Here are a few more images from a recent trip to the coast.


Black Turnstone at The Cove in Seaside (Birding Oregon p. 121)


Surfbirds blend in with the rocks very well until someone opens their wings.


California Gull in extremely worn plumage. Notice how the primaries have worn down almost to the shaft.


Dragonfly on the water, Neawanna Wetlands


Hooded Mergansers, Neawanna Wetlands


Fox Sparrow

North Coast

I made two trips to the coast for my shorebird class last week. Migration is picking up, and the sun is actually making  occasional appearances.


Three Arch Rocks, viewed from Cape Meares (Birding Oregon p. 129) This is the site of large seabird nesting colonies, but the rocks are too far out to see much. The small rock on the far left is a favorite haul out site for Steller’s Sea Lions, which you can see with a decent scope.


Two Coyotes were hunting in a meadow along Tillamook Bay. There is no shoulder along much of Bayocean Road, so I had to make a brief stop in the middle of the road to snap a couple of photos. I was struck by how dark these animals were, compared to Coyotes I see inland.


Keeping an eye on me. Coyotes are right to be nervous whenever a vehicle slows down nearby. Luckily, this human was only pointing a camera.


Black Oystercatcher on Barview Jetty (Birding Oregon p. 125) This jetty was recently rebuilt. As a result, the surface is smooth and easy to walk on, allowing you to go out much farther than before. But please don’t get the impression that it is EVER safe to walk out on a jetty. Even though you don’t have to hop from rock to rock, sneaker waves can still knock you onto the rocks or into the ocean. The jetty might have to age a bit before it attracts as many birds as before, since newer rocks don’t have as much sea life encrusted onto them.

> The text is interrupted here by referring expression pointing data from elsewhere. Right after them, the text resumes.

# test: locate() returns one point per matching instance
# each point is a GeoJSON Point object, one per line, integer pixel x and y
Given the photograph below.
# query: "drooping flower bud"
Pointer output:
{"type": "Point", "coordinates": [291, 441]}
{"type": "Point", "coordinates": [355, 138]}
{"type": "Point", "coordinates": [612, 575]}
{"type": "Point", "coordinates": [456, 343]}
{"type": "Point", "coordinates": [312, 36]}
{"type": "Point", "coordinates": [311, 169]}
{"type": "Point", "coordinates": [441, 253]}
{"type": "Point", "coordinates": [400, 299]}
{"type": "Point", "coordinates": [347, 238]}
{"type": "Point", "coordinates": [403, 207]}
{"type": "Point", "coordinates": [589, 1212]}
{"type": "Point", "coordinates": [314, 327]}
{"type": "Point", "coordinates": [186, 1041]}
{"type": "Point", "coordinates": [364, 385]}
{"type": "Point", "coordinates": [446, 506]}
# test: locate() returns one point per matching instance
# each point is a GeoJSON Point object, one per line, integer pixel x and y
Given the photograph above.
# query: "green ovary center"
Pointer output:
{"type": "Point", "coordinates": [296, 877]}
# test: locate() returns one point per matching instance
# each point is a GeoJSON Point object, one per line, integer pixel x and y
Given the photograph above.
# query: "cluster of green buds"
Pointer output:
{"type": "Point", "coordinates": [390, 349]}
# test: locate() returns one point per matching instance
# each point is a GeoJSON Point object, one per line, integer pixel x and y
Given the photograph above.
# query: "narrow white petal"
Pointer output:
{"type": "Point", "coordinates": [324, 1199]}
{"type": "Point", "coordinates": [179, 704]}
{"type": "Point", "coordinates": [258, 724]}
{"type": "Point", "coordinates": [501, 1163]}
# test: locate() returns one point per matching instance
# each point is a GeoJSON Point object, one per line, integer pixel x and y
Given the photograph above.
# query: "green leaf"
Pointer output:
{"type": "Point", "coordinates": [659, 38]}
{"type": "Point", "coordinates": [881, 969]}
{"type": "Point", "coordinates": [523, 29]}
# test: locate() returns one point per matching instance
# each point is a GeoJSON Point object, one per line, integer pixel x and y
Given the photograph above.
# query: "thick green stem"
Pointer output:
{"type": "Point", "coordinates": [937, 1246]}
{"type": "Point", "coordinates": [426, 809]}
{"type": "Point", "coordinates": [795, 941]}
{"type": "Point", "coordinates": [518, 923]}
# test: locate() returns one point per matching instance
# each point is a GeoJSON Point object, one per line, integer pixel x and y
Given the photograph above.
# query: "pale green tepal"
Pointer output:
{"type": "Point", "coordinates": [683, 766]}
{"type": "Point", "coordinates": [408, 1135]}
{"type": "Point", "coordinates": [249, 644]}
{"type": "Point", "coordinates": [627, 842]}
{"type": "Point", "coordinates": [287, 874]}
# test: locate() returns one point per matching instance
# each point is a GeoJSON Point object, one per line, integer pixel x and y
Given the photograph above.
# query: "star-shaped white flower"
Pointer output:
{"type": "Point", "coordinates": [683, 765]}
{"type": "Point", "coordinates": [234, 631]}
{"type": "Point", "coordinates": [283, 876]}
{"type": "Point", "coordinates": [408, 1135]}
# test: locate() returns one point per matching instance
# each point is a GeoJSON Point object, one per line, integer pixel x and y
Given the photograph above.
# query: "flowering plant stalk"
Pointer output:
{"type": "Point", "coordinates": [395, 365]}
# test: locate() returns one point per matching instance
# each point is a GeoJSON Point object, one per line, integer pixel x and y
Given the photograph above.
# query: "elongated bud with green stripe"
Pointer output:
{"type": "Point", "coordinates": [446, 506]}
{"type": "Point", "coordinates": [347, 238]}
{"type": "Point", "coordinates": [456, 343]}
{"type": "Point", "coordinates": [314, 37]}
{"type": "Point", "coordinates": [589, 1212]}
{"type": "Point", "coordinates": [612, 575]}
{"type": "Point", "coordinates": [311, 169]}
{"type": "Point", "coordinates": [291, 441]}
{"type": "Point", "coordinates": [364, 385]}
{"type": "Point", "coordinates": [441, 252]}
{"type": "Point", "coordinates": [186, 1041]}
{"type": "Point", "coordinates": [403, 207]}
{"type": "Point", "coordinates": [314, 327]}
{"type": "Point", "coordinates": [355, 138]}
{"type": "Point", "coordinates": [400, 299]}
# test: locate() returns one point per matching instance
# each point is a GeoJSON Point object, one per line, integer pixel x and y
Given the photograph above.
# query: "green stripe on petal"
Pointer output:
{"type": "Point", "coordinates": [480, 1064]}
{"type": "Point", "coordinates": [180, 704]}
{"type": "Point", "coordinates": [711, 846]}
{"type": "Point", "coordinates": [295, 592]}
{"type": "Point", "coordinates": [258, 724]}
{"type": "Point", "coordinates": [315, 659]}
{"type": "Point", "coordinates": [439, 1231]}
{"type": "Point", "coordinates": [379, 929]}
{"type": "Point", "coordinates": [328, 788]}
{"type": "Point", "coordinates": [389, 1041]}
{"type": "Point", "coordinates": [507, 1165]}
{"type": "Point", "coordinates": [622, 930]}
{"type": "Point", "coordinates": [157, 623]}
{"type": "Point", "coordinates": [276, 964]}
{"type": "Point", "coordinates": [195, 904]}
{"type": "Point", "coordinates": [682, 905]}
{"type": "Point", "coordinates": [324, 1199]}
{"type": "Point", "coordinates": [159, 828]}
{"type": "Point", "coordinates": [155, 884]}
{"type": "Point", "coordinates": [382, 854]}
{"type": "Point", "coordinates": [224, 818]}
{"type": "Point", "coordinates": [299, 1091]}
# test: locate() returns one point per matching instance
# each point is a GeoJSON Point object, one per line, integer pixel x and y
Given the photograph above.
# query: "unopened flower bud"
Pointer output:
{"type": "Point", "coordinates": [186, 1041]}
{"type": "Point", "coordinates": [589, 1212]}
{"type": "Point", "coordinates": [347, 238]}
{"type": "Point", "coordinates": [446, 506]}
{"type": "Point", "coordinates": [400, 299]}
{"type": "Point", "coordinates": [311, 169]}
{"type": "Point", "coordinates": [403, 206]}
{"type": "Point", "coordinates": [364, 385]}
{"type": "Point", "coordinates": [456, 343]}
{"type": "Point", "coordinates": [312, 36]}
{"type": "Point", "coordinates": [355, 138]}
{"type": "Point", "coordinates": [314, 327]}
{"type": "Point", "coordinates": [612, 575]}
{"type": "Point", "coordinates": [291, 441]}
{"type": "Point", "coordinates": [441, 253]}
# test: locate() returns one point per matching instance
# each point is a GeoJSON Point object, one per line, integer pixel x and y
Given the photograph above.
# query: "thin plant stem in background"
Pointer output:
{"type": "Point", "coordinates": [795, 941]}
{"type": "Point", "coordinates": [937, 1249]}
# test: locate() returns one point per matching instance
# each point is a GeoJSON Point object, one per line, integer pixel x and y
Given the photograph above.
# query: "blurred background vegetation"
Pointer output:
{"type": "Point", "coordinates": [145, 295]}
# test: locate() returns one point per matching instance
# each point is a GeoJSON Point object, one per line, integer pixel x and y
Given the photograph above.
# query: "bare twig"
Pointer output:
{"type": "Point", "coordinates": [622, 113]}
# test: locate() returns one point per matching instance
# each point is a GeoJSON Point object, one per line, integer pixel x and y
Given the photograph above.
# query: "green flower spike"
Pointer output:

Black Turnstones and Surfbirds at The Cove in Seaside (Birding Oregon p. 121) These birds put on a great show for my shorebird class.

North Coast Shorebirds

I birded Fort Stevens and Seaside on the coast today. I met a birder from the east who asked me when the shorebirds would be coming through. I explained that shorebirds were on the move now, but they tended to trickle through. The northern part of the Oregon coast doesn’t currently have any big shorebird staging areas. The birds stage at Grays Harbor and Willapa Bay in Washington, then tend to head straight for California. Oregon gets its share of migrants, but you have to be at the right place at just the right time to see them.

I found a few shorebirds today.


This Western Sandpiper had an injured right wing and foot. The line of rusty-fringed scapular feathers is part of this specie’s juvenal plumage.


Whimbrel


Here are two species in the “rockpiper” group of shorebirds, named for their preferred habitat. The bird on the left is a Black Turnstone. On the right is a Surfbird.